La liturgie du dimanche des Rameaux nous enseigne que le Seigneur ne nous a pas sauvés par une entrée triophale ni par le moyen de puissants miracles. l’Apôtre Paul, dans la seconde lecture, synthétise par deux verbes le parcours de la rédemption : il s’est anéanti et il s’est abaissé lui-même. Ces deux verbes nous disent jusqu’à quelle extrémité est arrivé l’amour de Dieu pour nous.

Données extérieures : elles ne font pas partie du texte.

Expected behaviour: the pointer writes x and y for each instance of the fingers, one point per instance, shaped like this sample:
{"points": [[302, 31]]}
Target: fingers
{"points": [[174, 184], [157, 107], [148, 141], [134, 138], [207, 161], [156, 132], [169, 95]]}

Jésus s’est anéanti lui-même : il a renoncé à la gloire de Fils de Dieu et il est devenu Fils de l’homme pour être en tout solidaire avec nous, pécheurs, lui qui est sans péché. Et pas seulement : il a vécu parmi nous une condition de serviteur; non pas de roi, ni de prince, mais de serviteur. Il s’est donc abaissé, et l’abîme de son humiliation, que nous montre la Semaine Sainte, semble ne pas avoir de fond.

La manière d’agir de Dieu peut nous sembler si lointaine; lui, il s’est anéanti pour nous, alors que même nous oublier un peu nous-mêmes nous paraît difficile. Il vient nous sauver; nous sommes appelés à choisr sa route : la route du service, du don de l’oubli de soi. Puissions-nous emprunter cette route en nous arrêtant ces jours-ci pour regarder le Crucifié; c’est la « Chaire de Dieu » pour apprendre l’amour humble qui sauve et qui donne la vie, pour renoncer à l’égoïsme, à la recherche du pouvoir et de la renommée. Par son humiliation, Jésus nous invite à marcher sur sa route. Tournons le regard vers lui, demandons la grâce de comprendre au moins quelque chose de ce mystère de son anéantissement pour nous; ainsi, en silence, contemplons le mystère de cette semaine.